Zhejiang has issued its Artificial Intelligence Standardization Development Guide (2026 edition), filling a policy gap in the province's AI standardization framework and setting out a systematic action plan for the sector.

The guide targets the establishment by 2027 of an AI standards system that is coordinated, integrated, and suited to industrial use, while advancing standard research, formulation, implementation, and international alignment.

Under the guide, Zhejiang aims to strengthen links between standards work and industrial and technological innovation by forming a provincial AI standardization innovation alliance. It plans to formulate more than 150 standards, including international, national, industry, and local standards, by 2027.

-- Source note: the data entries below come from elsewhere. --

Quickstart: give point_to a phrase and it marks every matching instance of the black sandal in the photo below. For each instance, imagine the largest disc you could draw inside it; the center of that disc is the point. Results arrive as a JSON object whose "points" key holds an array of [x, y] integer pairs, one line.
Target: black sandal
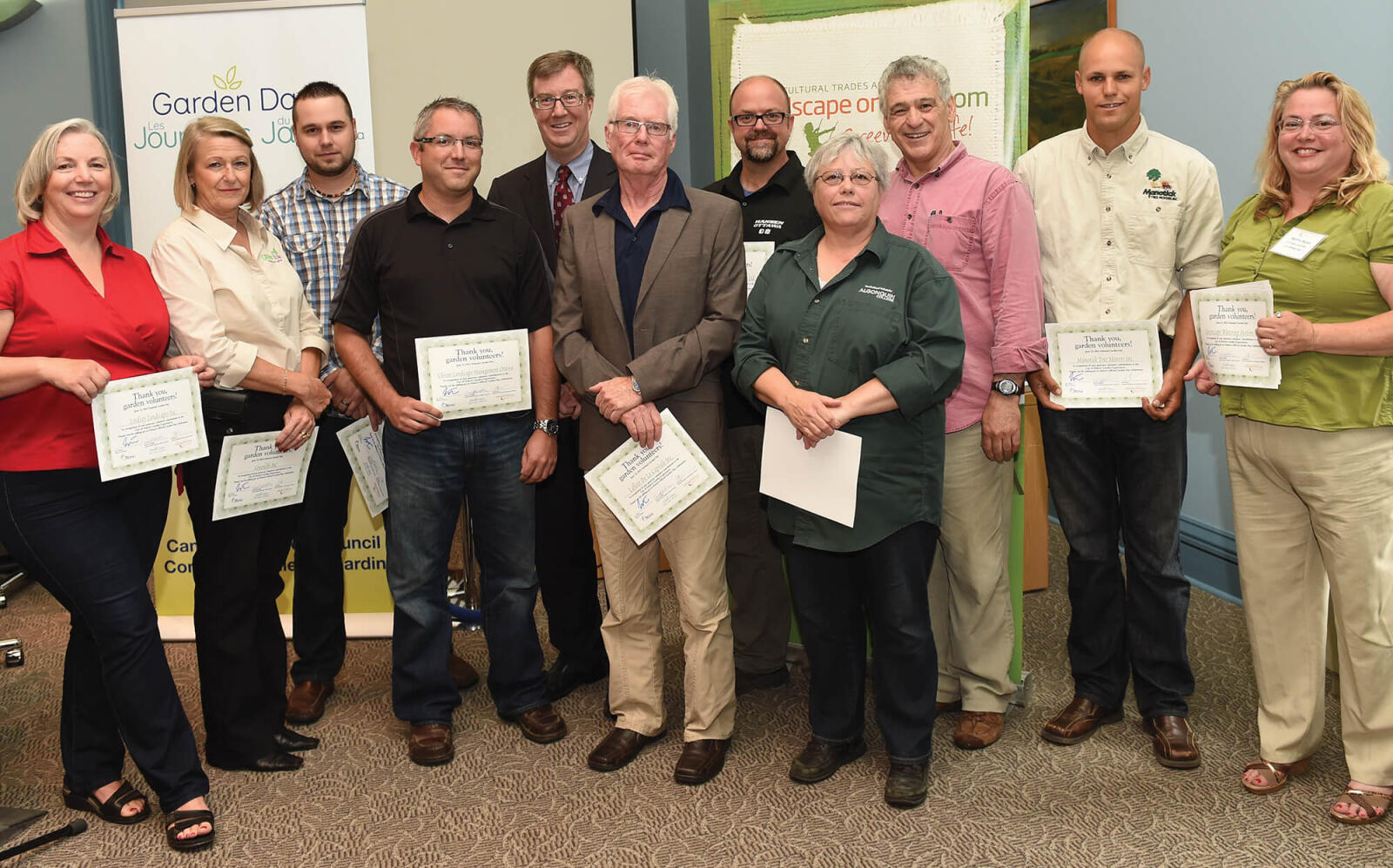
{"points": [[109, 810], [185, 819]]}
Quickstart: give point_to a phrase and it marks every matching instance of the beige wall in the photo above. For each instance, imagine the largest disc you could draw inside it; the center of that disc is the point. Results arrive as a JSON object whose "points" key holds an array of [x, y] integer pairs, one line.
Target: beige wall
{"points": [[421, 49]]}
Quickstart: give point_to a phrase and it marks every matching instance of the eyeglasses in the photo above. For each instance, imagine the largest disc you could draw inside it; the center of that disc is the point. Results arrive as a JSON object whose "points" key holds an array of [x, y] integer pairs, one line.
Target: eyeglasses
{"points": [[547, 102], [655, 129], [449, 141], [1322, 123], [835, 178], [772, 118]]}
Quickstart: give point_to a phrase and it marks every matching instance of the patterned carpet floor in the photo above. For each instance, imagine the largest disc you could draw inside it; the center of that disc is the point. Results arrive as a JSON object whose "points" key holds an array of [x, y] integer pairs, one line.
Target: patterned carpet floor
{"points": [[508, 801]]}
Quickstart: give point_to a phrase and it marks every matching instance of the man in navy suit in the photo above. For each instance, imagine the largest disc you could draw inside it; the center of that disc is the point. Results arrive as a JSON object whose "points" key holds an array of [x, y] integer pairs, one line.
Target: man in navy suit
{"points": [[562, 92]]}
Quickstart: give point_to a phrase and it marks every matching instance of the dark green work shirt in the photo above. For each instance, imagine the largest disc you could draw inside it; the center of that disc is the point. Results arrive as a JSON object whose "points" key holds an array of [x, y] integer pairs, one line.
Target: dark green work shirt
{"points": [[891, 313]]}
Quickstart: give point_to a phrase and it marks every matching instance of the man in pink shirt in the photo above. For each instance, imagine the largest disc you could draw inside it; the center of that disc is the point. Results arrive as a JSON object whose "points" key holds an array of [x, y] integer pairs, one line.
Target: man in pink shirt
{"points": [[979, 222]]}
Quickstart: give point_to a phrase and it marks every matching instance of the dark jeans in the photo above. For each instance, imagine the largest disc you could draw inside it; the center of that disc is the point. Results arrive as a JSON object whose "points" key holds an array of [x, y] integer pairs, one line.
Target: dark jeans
{"points": [[836, 595], [241, 647], [91, 545], [566, 555], [1119, 471], [428, 477], [320, 559]]}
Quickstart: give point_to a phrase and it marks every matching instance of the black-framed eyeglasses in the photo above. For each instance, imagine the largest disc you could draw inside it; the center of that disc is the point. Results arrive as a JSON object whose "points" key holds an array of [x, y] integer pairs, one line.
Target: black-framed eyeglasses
{"points": [[772, 118], [547, 102], [835, 178], [449, 141], [656, 130]]}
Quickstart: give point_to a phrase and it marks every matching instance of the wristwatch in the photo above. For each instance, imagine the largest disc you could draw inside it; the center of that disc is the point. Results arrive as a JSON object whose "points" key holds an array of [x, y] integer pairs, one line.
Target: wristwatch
{"points": [[1007, 387]]}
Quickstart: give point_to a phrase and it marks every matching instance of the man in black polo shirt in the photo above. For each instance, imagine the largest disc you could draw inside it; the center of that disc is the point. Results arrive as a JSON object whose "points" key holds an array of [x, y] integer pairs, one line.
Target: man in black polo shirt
{"points": [[777, 208], [445, 261]]}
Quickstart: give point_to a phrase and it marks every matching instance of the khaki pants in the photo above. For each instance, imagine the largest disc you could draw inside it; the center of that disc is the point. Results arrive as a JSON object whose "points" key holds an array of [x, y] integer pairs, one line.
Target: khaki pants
{"points": [[970, 589], [1311, 505], [696, 547]]}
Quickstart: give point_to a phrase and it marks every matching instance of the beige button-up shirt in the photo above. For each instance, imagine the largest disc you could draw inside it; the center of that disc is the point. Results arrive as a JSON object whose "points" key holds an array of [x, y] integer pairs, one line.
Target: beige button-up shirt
{"points": [[229, 306], [1123, 234]]}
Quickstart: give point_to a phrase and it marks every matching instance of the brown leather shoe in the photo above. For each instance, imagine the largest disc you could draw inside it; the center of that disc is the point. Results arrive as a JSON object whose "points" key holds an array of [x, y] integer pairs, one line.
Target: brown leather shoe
{"points": [[979, 729], [1079, 721], [619, 749], [1172, 740], [306, 701], [701, 761], [464, 675], [431, 744], [541, 723]]}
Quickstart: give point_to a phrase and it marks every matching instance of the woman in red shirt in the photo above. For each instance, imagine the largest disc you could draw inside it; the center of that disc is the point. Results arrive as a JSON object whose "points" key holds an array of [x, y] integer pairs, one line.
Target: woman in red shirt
{"points": [[77, 311]]}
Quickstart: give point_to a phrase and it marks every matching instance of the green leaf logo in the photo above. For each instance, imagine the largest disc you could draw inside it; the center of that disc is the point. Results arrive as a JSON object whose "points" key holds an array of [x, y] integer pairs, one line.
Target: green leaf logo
{"points": [[229, 81]]}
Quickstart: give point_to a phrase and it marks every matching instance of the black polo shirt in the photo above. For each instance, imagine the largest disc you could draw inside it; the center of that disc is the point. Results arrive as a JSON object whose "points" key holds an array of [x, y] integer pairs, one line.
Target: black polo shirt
{"points": [[425, 278], [633, 243], [780, 211]]}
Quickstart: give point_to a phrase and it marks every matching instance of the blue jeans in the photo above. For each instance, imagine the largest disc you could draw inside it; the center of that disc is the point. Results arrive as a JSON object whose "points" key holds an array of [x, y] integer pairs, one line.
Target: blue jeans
{"points": [[836, 595], [320, 561], [1119, 471], [91, 543], [428, 477]]}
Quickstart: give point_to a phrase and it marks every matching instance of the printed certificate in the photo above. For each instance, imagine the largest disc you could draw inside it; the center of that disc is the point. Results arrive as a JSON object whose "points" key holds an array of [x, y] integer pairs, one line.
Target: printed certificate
{"points": [[647, 488], [1226, 326], [254, 475], [1105, 364], [362, 447], [148, 422], [474, 375], [757, 254]]}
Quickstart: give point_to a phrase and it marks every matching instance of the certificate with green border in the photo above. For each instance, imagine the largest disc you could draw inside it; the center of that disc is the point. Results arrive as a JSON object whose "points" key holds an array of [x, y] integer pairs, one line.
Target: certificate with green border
{"points": [[254, 475], [1226, 326], [1105, 364], [148, 422], [647, 488], [474, 375], [362, 447]]}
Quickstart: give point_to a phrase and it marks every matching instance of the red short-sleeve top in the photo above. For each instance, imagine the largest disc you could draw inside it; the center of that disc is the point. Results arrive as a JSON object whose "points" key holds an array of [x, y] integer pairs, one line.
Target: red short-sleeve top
{"points": [[59, 313]]}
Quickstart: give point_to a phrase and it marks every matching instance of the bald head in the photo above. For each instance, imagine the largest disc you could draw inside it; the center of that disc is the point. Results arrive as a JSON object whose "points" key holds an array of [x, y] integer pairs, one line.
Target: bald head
{"points": [[1114, 38]]}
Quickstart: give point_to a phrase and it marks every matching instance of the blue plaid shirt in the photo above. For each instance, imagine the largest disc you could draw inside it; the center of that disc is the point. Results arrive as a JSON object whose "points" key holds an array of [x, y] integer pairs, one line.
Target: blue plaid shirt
{"points": [[313, 232]]}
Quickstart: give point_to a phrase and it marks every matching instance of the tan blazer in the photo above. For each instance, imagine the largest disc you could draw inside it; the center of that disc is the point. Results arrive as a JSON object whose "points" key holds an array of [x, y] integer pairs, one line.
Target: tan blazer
{"points": [[686, 324]]}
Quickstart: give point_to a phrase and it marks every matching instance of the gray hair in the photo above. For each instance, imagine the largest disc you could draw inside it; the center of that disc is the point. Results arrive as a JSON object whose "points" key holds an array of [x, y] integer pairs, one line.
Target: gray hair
{"points": [[644, 83], [445, 102], [916, 66], [863, 150]]}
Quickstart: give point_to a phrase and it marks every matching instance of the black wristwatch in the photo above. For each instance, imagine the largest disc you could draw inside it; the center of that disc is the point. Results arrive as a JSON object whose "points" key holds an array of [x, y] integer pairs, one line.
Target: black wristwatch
{"points": [[1007, 387]]}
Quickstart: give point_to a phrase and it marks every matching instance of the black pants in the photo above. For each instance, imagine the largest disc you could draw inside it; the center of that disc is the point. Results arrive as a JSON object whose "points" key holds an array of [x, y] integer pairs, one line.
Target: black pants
{"points": [[566, 555], [91, 545], [241, 647]]}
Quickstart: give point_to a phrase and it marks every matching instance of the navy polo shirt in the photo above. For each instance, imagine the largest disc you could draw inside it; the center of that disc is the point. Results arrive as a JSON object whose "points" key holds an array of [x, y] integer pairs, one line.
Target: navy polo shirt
{"points": [[633, 243]]}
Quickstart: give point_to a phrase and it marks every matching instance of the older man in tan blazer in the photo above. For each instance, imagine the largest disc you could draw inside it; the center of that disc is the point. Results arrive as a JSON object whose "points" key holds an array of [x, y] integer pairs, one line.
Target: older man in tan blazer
{"points": [[649, 292]]}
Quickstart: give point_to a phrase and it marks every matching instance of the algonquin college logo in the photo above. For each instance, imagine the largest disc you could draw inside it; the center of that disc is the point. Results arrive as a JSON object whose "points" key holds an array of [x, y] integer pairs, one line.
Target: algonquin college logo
{"points": [[1160, 188]]}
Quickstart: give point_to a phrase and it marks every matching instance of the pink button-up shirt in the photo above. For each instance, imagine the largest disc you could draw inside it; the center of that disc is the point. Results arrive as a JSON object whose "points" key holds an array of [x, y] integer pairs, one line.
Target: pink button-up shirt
{"points": [[979, 222]]}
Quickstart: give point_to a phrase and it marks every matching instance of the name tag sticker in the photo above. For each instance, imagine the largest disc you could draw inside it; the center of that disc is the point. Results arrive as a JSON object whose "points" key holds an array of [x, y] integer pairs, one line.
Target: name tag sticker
{"points": [[1297, 244]]}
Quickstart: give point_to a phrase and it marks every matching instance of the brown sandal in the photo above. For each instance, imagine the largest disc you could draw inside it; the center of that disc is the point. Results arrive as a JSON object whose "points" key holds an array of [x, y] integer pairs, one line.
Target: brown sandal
{"points": [[1279, 773], [1376, 805]]}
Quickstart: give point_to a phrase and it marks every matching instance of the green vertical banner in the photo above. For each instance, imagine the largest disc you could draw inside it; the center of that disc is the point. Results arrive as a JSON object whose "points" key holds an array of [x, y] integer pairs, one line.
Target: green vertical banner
{"points": [[829, 56]]}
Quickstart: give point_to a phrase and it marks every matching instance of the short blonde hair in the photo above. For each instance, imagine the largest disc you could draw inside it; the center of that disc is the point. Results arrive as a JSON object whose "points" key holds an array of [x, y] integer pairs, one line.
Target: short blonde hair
{"points": [[38, 166], [194, 136], [1367, 165]]}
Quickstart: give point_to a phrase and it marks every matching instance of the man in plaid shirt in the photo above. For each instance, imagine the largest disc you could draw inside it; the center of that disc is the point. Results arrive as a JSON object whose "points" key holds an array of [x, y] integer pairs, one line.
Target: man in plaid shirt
{"points": [[313, 216]]}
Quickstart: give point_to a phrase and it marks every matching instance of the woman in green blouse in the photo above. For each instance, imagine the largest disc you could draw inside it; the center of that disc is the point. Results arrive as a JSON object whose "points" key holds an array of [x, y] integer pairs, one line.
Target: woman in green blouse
{"points": [[1311, 463], [858, 331]]}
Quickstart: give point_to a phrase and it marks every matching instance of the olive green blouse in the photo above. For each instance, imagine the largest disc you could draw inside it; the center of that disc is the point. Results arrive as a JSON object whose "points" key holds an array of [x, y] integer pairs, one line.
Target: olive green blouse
{"points": [[1334, 283], [891, 313]]}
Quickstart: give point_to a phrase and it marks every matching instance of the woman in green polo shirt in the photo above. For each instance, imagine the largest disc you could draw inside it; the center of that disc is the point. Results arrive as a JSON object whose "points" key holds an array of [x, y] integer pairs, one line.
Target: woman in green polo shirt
{"points": [[854, 329], [1311, 463]]}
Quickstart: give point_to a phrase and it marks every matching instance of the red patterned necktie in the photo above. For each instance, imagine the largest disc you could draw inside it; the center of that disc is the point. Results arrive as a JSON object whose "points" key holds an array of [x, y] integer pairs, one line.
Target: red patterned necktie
{"points": [[561, 201]]}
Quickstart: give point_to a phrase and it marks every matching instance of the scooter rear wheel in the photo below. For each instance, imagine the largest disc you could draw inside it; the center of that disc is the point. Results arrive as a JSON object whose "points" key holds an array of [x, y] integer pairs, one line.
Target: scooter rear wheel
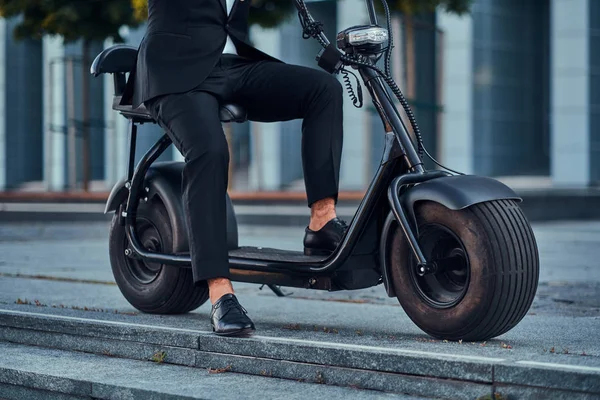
{"points": [[152, 287], [489, 286]]}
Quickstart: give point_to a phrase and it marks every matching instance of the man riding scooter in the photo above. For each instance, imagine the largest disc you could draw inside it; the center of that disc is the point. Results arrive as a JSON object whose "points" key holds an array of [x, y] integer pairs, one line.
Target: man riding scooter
{"points": [[194, 57]]}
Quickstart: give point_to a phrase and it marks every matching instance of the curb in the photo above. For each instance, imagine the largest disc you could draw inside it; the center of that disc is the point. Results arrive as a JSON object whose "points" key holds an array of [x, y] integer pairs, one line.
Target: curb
{"points": [[396, 370]]}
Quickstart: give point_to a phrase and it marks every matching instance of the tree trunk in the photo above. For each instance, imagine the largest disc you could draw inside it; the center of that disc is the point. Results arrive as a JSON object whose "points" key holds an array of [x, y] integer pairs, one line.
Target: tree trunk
{"points": [[85, 99]]}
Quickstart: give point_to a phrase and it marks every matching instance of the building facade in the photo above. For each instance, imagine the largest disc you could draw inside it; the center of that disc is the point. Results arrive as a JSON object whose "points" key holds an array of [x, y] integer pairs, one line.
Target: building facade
{"points": [[512, 89]]}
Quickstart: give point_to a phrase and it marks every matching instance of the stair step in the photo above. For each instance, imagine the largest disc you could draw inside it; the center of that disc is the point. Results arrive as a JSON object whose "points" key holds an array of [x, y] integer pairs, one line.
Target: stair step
{"points": [[28, 372]]}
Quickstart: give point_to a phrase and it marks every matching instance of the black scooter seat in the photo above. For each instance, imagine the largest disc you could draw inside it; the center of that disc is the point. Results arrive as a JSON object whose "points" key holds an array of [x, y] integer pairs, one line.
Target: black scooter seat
{"points": [[227, 113]]}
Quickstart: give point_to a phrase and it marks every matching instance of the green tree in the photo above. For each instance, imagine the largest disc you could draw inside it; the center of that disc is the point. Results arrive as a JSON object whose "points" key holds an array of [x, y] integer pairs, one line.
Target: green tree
{"points": [[265, 13], [73, 20]]}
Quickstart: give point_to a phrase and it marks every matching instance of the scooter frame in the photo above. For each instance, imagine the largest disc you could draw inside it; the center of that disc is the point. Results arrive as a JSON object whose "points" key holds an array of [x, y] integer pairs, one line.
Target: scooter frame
{"points": [[400, 175]]}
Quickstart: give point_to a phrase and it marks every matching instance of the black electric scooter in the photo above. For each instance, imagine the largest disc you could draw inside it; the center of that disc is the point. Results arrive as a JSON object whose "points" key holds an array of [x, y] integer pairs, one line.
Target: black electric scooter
{"points": [[456, 250]]}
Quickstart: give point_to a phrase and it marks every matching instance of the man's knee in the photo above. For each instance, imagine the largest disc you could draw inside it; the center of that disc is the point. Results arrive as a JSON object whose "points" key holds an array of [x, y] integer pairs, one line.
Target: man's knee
{"points": [[211, 154], [331, 84]]}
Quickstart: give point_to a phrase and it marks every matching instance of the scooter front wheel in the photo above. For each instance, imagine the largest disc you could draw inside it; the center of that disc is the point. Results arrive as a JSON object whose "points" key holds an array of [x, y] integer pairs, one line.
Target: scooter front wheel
{"points": [[490, 284], [152, 287]]}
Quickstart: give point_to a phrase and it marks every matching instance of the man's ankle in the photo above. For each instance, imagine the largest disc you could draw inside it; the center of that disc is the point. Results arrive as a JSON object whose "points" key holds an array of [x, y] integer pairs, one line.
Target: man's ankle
{"points": [[321, 212], [219, 287]]}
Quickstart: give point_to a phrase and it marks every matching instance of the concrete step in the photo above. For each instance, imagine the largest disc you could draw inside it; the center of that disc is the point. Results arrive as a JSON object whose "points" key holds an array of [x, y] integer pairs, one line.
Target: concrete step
{"points": [[32, 373], [366, 364]]}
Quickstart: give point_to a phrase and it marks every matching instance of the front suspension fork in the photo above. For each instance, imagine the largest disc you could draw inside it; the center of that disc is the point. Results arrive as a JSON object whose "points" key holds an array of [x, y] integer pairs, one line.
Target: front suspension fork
{"points": [[424, 267]]}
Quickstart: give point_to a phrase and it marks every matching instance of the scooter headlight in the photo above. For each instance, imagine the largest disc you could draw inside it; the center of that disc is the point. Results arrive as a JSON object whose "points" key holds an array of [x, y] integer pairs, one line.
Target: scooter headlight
{"points": [[370, 36], [363, 39]]}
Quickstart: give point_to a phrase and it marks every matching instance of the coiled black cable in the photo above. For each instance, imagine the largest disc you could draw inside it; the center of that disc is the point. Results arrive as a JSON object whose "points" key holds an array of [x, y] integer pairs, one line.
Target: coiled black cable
{"points": [[314, 29], [357, 101]]}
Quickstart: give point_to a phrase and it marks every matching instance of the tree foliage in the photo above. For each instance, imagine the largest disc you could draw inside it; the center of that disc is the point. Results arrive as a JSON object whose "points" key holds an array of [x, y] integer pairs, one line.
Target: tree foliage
{"points": [[269, 13], [90, 20], [265, 13]]}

The document identifies four priority areas for standards development: basic and common standards, key technology standards, industry application standards, and safety and governance standards. These cover fields including intelligent computing, large models, data processing, intelligent chips, brain-computer interfaces, multimodal agents, smart robots, intelligent connected vehicles, and AI applications in manufacturing, finance, healthcare, education, transport, and urban governance.

The guide also sets out three main measures.

Zhejiang will launch more than 50 standards-related projects by 2027 in areas such as intelligent vision, embodied intelligence, the metaverse, robotics, intelligent transport, and smart cities.

The province plans to add more than 30 standardization bodies and implementation sites in AI-related fields, while fostering more than 10 leading companies capable of formulating international AI standards, more than 30 enterprises able to lead on national standards, and more than 100 backbone companies involved in advanced group standards such as "Zhejiang Made".

The guide also calls for stronger coordination among government, industry, academia, research institutes, and users, along with greater policy support and talent development in fields including advanced computing, e-commerce, brain-computer interfaces, integrated circuits, and new energy vehicles.